Convergence study: comparison of the Catmull–Clark subdivisions with different number of extraordinary vertices. The adaptive Gauss quadrature achieves better convergence rates over the standard Gauss quadrature rule

Table 2 The computational times for assembling the system matrix are recorded for tests on cylindrical meshes with different number of extraordinary vertices
Fig. 19
figure 19

The Laplace–Beltrami problem is solved on a complex car geometry

$$\begin{aligned} {\varGamma }_d = {\varGamma }^1_d + {\varGamma }^1_d, \end{aligned}$$
(52)

where

$$\begin{aligned} {\varGamma }^1_d&= \{{\varGamma }_e \,|\, x_2 < -0.9 \quad \forall {\mathbf {x}} \in {\varGamma }_e\}, \end{aligned}$$
(53)
$$\begin{aligned} {\varGamma }^2_d&= \{{\varGamma }_e\, | \,x_2 > 0.9 \quad \forall {\mathbf {x}} \in {\varGamma }_e\}. \end{aligned}$$
(54)

The natural boundary conditions is applied to the rest of the domain \({\varGamma }_n = {\varGamma }\backslash {\varGamma }_d\). The numerical result matches the analytical solution well as shown in Fig. 19d. Figure 19e shows the results on \({\varGamma }_n\) and a maximum point-wise error 2.8% is observed in Fig. 19f.

7 Conclusions

A thorough study of the isogeometric Galerkin method with Catmull–Clark subdivision surfaces has been presented.
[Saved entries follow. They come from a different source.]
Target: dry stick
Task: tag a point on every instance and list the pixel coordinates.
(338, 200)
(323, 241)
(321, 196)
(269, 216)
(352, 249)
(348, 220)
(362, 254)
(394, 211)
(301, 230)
The same bases have been used for both geometry and the Galerkin discretisation. The method has been used to solve the Laplace–Beltrami equation on curved two-dimensional manifold embedded in three dimensional space using the Catmull–Clark subdivision surfaces. An approach to fit given geometries using Catmull–Clark subdivision scheme has been outlined. A method to model open boundary geometries without involving ‘ghost’ control vertices, but involving errors in function gradients close to boundary regions, has also been described. The penalty method has been adopted to impose the Dirichlet boundary conditions. The optimal convergence rate of \(p+1\) has been obtained when using a cylindrical control mesh without extraordinary vertices. A reduction of convergence rates has been observed when the function gradients at the boundaries do not behave like constant, or control meshes contain extraordinary vertices. The adaptive quadrature scheme significantly improves the accuracy. The effect of the number and valence of the extraordinary vertices in convergence rates has been investigated and an adaptive quadrature rule implemented. This successfully improved the convergence rates for the proposed method. The convergence rate of the proposed method is not worse than 2.5 (\(L_2\) error) and 1.5 (\(H^1\) error).

In future work, this method will be investigated with problems requiring \(C^1\) continuity such as the deformations of thin shells.